Of course, the DRS has helped with the lbws, but statistically at least Ashwin is the best spinner with the new ball, averaging just 22.85 in the first 20 over of Test innings. The old maxim of trying to score your runs before the ball loses its shine in Asia doesn't hold anymore because bowlers such as Aswhin are attacking both edges of the bat, especially with the new ball. It is not all down to Ashwin alone, but a measure of this changing phenomenon is that visiting openers' average in India dropped from 35.63 to 30.45 from the five years immediately preceding Ashwin's Test debut in India.
And when the ball is turning as much as it is at the SSC, Ashwin makes the life of left-hand batsmen a living hell. For Tharanga and Dimuth Karunaratne, it was a matter of when and not if with that new ball. Ashwin has all the toys once it starts turning that much. He also gave it considerable more rip than the Sri Lanka spinners so it was not just the more used pitch at work. He bowls that beautiful arm ball with the new ball, which goes seam-up and swings into the left-hand batsman. Karunaratne, who said he was watching for the straighter ones only, was nearly done for with the arm ball at the end of the fourth over, which he only picked off the pitch.
Then Ashwin plays around with the seam of the ball to give it the best chance to not turn. It is an absolute nightmare when one ball turns a mile, and the other one with the same seam position just goes straight on. Tharanga was a little unlucky in that the catch just stuck in the short leg's midriff, but Ashwin had already sown seeds for slower judgement by following up a ripping offbreak with a straighter quicker delivery.
For Karunaratne's wicket, Ashwin had to wait a little longer. As Karunaratne said, he tried his best to not follow the big offbreaks. He was only keeping an eye out for the straighter ones, which is the new maxim: when batting against a spinner meant to take the ball away from you, don't get beaten on the inside edge because the ones turning away sharply will likely miss your edge and go safely to the keeper. Karunaratne said he tried to pick the straighter one from the drift; if the ball drifted in, he looked to play the angle. So the big offbreaks kept beating him, but the edge didn't arrive.

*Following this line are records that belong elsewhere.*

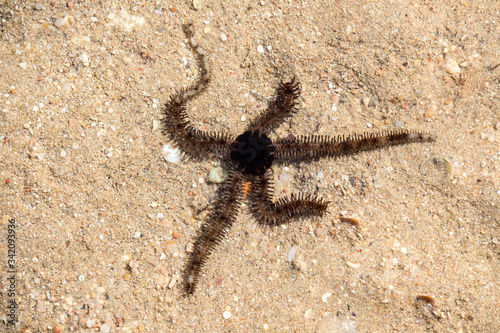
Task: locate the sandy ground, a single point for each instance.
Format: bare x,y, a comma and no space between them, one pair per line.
103,221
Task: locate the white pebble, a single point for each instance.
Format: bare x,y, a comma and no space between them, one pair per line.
291,253
452,66
155,125
171,154
84,58
350,264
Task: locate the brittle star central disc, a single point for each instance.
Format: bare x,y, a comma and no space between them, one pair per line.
253,152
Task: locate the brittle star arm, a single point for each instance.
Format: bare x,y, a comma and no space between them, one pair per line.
176,121
314,147
285,209
281,108
195,142
214,229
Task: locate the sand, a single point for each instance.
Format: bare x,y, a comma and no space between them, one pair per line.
102,220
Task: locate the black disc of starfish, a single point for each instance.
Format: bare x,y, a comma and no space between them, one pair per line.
250,156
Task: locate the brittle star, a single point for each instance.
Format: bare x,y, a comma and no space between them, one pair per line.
249,157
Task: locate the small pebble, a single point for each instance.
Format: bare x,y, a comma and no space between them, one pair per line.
197,4
427,298
155,125
217,175
291,253
352,265
331,324
84,58
452,67
105,328
171,154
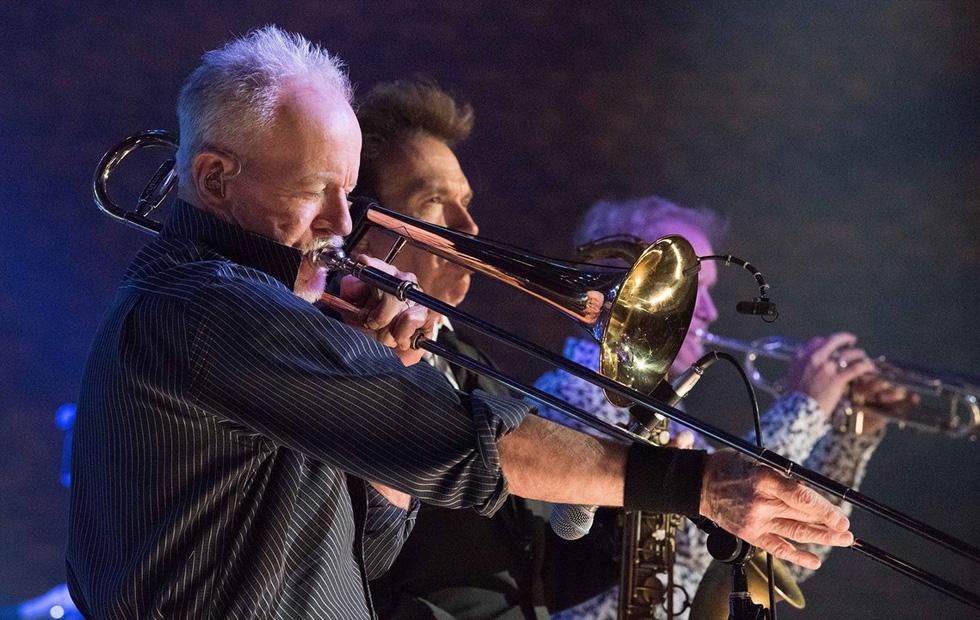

This was now looking like Pune where India repeatedly beat Australia's batsmen without actually taking the edge often enough to win the Test. In that match, Australia bowled at an average a metre fuller than India. One can't be certain if Ashwin was conscious of that but he did try to bowl fuller, but ended up bowling a half-volley, which Karunaratne drove for four. That, though, was closer to the three-metre mark than the business area of four metres from the stumps. Therein lies the problem: suddenly shifting from the ideal spinners' length of about five metres to a fuller length can result in half-volleys.
So Ashwin went back to the natural length. He kept beating the bat again because the ball had time to turn past the bat. Until he finally bowled the perfect four-metre length. And with that came the edge off Karunaratne's bat. In the whole innings he bowled only three balls fuller than that: a four, a single and a dot.
That wicket taken, in the final few overs, Ashwin opened up other wares too: the carrom ball, the legbreak. He was having a ball with the new ball. Ashwin looks more energetic at the crease than against Australia, which was at the end of a long season. There are a possible 98 Sri Lankan wickets to be taken on these wickets before India go to South Africa. Ashwin is going to keep statisticians busy.